Estamos en febrero y ya próximo al día del amor y de la amistad. Por eso, las tiendas, los supermercados y otros establecimientos comerciales, comienzan a vender objetos y detalles para obsequiar, y a colocar en muros y puertas símbolos de afecto y cariño. Claro está, las propagandas y los fines, en el fondo, son económicos, pero las personas agradan a sus amigos y compañeros sentimentales con algún regalo para expresarles sus sentimientos, pues, ya se ha vuelto cultural y hasta comprometedor que el 14 de febrero, por ser el día de san Valentín, se intercambien tarjetas y mensajes bonitos con aquellos seres que son importantes en nuestras vidas.
Sin embargo, me da la impresión que en los tiempos que estamos viviendo, el amor está siendo reducido a momentos alegres, placenteros y agradables.

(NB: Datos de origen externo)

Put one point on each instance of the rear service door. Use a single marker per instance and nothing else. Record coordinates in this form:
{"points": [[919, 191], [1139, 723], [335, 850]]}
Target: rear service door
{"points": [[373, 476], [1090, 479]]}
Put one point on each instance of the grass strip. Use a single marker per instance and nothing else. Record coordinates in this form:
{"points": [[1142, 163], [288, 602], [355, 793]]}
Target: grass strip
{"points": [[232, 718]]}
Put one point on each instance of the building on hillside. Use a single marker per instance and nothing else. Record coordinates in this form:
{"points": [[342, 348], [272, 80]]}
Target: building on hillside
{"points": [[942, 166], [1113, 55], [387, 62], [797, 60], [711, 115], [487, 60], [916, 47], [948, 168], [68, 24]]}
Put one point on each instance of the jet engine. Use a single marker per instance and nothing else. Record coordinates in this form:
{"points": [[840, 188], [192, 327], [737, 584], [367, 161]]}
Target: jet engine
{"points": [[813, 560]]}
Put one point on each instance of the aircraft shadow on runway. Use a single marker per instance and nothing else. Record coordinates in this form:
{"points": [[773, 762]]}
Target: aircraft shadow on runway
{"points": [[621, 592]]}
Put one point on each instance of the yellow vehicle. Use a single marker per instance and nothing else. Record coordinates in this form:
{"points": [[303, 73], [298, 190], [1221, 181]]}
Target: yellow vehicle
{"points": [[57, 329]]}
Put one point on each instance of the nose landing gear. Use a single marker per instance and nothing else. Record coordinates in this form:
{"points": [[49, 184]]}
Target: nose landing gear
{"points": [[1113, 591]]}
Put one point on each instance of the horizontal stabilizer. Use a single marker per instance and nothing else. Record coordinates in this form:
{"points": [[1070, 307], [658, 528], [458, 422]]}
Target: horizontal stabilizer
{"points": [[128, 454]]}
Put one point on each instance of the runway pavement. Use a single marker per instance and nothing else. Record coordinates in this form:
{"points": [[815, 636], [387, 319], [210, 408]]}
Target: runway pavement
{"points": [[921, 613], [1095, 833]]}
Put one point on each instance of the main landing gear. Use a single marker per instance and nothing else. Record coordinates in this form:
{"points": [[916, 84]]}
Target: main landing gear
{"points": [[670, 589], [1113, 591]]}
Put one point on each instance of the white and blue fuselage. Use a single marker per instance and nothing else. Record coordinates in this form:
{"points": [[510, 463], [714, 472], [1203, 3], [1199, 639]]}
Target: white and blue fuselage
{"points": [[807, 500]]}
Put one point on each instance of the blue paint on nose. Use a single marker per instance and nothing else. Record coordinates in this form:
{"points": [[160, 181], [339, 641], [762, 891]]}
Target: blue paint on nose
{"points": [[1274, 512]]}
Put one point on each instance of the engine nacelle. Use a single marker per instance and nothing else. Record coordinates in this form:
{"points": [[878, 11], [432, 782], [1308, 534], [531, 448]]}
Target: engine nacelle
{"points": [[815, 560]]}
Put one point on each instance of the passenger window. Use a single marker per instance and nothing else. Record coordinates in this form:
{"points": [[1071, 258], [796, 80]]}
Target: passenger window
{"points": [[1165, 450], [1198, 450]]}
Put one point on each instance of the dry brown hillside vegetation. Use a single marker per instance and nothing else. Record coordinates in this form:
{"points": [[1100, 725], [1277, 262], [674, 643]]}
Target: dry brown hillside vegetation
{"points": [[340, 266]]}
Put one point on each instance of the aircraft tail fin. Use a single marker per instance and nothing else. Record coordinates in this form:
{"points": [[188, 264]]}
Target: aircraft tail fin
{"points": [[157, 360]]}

La idea del amor “para siempre” cada vez es atacada y hasta ridiculizada, por aquellos que lo miran desde el acto sexual, desde la exploración libertina, y no se diga de esos que promueven la ideología de género, sosteniendo que la decisión de vivir la sexualidad está en manos de cada persona. Es decir, consideran que no hay criterios biológicos establecidos para guiar nuestra conducta, sino que es el ser humano que tiene la responsabilidad de cómo vivir y hacia donde quiere ir, sin medir consecuencia.
A lo mejor, las redes sociales, tales como WhatsApp, Instagram, Facebook, entre otras, han llevado a las personas a entender que amar y seguir creyendo en el amor, como un acto puro y sagrado, ya no vale la pena, incluso, muchos de forma directa o indirecta dejan mostrar en sus vidas y en su manera de actuar, que el amor murió, que existe únicamente pasar ratos “felices”, instantes fugaces pero gozosos, que aunque no duren mucho, quienes asumen este estilo de vida se conforman con saber que pueden disfrutarlos aunque sea por breve tiempo.
Las heridas, los afanes de la vida, los momentos amargos y una gran cantidad de situaciones tristes en las personas, entre otras razones, han llevado a algunos a perder su confianza en el amor y la amistad verdadera. A causa de esto, muchos se han vuelto hipócritas, y han decido vivir de la apariencia, porque ya no saben en quién confiar, precisamente por la cantidad de veces que han sido engañados y maltratados sentimentalmente, provocando que se mate la concepción sublime del amor y de la amistad.
Sin embargo, entendamos algo para que no nos volvamos pesimistas ni mucho menos vivíamos resignados: el que está herido, hiere; el que está confundido, confunde, pero el que ama, es porque fue amado. En otras palabras, todavía sigue existiendo el amor y la amistad, solo que no todos son dignos de amar y de ser amados, algunos quieren acomodar las cosas a su modo, y se les olvida que amar no es un rato, es asumir los riesgos de la vida y llegar hasta el final comprendiendo que la existencia si asume todo o nada.